Die Situation in dem beschriebenen Krankenhaus erscheint mir aber sehr komisch zu sein. Der Therapeut hat mir erklärt, dass er die ADHS-Diagnostik seit eineinhalb Jahren als eine Art berufliches Hobby nebenbei ausübt und Patient:innen nur über Hörensagen zu ihm finden. („Wenn wir das auf die Website schreiben würden, würde ich nur noch ADHS-Diagnostik machen, weil der Bedarf so viel größer ist als das Angebot“). Auch das ganze Drumherum ist irgendwie unseriös. Ich selbst musste mehrfach nachfragen, ob nicht eigentlich Zeugnisse oder Ähnliches von mir benötigt werden und als ich auf Anraten meines Therapeuten (dem das auch komisch vorkam) nochmal nachfragen wollte, ob ich wirklich den richtigen Termin gemacht hatte, habe ich eine Woche lang weder per Telefon noch per E-Mail jemanden erreichen können. Dafür hat der Arzt sich zwar bei mir entschuldigt (Coronabedingte Ausfälle, weshalb leider gerade Patient:innen nicht besonders gut abgeholt würden), aber das Gesamtbild ist dann schon komisch.
Meine Fragen an euch
Ist das normal? Ich habe hier einiges über Differenzialdiagnostik gelesen und gerade da ich ja sowieso schon länger in Therapie bin, erscheint es mir nicht abwegig, auf dieses Thema gerade in meinem Alter irgendwie „ganzheitlich“ draufzugucken.

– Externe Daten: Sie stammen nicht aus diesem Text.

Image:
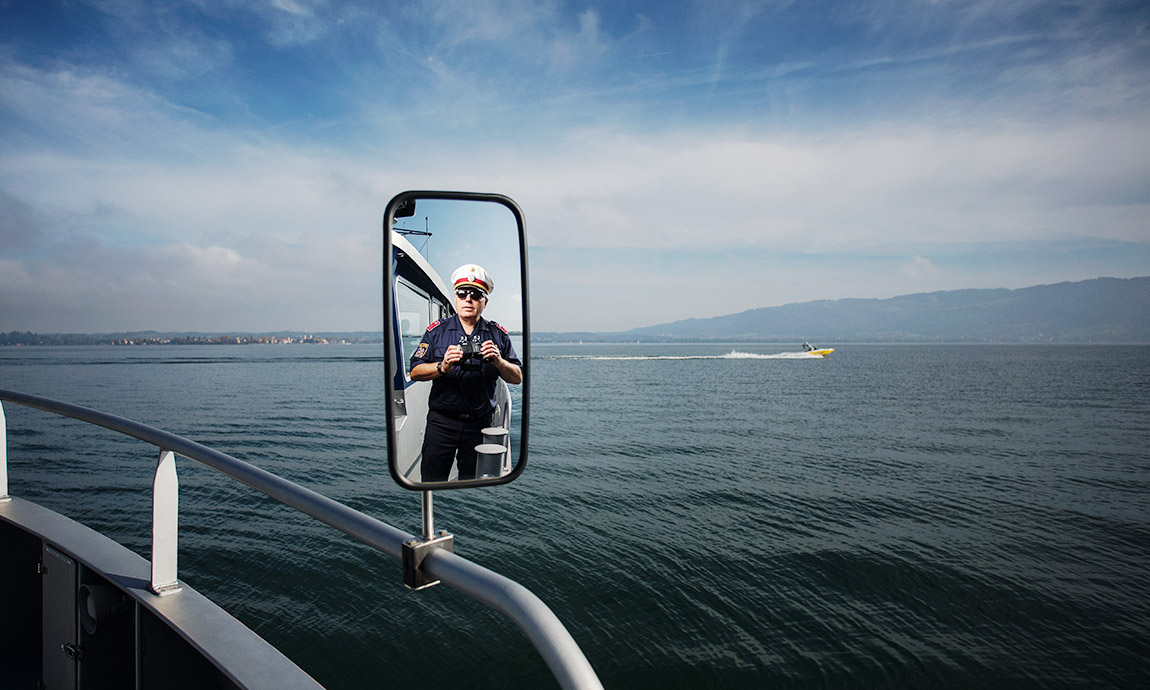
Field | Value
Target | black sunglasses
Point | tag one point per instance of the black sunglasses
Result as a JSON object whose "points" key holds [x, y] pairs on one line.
{"points": [[465, 292]]}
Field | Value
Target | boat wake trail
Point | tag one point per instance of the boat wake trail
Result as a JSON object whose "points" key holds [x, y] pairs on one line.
{"points": [[733, 354]]}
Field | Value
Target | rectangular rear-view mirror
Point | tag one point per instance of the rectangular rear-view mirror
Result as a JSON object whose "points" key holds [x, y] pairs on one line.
{"points": [[457, 339]]}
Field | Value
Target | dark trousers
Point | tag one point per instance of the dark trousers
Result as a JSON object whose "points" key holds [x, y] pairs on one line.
{"points": [[447, 438]]}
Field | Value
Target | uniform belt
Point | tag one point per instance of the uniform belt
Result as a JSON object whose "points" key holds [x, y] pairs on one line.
{"points": [[454, 415]]}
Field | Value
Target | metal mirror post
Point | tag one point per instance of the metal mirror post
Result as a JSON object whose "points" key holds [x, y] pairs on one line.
{"points": [[457, 344]]}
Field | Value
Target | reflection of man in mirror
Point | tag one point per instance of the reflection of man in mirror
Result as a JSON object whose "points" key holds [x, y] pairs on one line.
{"points": [[462, 357]]}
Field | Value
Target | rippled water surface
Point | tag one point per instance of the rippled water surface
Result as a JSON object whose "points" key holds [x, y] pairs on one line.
{"points": [[698, 515]]}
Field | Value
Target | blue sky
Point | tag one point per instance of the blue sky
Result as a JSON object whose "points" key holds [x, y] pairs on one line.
{"points": [[223, 165]]}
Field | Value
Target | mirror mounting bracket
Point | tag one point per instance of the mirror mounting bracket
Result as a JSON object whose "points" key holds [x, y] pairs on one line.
{"points": [[415, 551]]}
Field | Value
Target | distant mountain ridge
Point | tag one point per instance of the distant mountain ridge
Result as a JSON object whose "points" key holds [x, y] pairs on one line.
{"points": [[1097, 311]]}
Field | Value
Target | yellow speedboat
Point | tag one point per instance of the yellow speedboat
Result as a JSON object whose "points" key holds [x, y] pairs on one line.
{"points": [[820, 352]]}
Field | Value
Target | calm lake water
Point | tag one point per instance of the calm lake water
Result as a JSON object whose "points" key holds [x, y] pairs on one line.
{"points": [[699, 515]]}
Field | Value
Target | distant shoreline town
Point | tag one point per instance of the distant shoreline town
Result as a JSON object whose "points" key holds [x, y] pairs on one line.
{"points": [[16, 338]]}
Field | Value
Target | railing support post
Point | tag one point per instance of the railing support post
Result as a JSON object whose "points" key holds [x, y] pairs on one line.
{"points": [[165, 523], [4, 457]]}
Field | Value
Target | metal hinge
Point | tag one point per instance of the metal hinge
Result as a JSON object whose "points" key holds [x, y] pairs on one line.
{"points": [[415, 551], [73, 651]]}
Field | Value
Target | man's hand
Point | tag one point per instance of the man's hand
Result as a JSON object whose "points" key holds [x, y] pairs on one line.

Auch die Aussicht auf ausschließlich medikamentöse Therapie beunruhigt mich sehr, weil das für mich eigentlich eher der letzte Schritt ist und nicht der einzige. Aber ist auch das normal?
Habe ich irgendeinen Nachteil, wenn ich jetzt mit ADHS diagnostiziert werde, es aber bei genauerer Betrachtung gar kein ADHS ist? Oder andersherum: Ist es vielleicht sogar ein Vorteil, einfach schnell eine Diagnose zu bekommen, weil man so leichter Hilfe findet? (Welche?)

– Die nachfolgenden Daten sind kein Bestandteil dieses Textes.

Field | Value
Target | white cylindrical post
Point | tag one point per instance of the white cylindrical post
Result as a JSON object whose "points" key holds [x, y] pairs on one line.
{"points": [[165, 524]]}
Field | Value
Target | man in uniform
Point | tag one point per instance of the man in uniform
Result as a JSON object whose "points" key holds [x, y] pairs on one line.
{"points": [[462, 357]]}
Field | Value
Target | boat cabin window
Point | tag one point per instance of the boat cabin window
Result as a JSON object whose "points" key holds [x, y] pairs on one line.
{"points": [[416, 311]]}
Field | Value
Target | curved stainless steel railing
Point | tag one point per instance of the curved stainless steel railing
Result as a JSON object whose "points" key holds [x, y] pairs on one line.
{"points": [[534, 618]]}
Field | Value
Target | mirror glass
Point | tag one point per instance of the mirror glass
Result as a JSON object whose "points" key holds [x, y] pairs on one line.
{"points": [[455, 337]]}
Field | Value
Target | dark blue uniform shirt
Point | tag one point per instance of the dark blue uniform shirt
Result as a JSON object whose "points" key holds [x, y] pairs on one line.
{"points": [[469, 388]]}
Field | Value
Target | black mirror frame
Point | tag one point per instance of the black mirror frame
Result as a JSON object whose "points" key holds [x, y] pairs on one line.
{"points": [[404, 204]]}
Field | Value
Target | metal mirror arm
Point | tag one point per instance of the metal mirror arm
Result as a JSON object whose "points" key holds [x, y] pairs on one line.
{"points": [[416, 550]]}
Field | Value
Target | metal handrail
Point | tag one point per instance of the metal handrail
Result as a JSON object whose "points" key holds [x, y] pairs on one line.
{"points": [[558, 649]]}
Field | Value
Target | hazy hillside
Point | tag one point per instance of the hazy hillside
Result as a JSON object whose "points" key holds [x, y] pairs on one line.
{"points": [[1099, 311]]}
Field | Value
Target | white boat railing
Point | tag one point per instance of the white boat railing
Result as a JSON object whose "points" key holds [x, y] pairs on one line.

Ich lese hier immer wieder von so unglaublich langen Wartezeiten und ich würde mich gerade deshalb sehr freuen, wenn ich durch Zufall hier eine Möglichkeit für eine schnelle Diagnose gefunden hätte aber irgendwie ist das alles einfach seltsam. Mit meinem Therapeuten kann ich leider aktuell nicht über dieses Problem sprechen, weil wir auf die Bewilligung der Stunden durch die Krankenkasse warten und in der Zwischenzeit keine Termine haben.
Sorry für die lange Nachricht und danke schon mal im Voraus!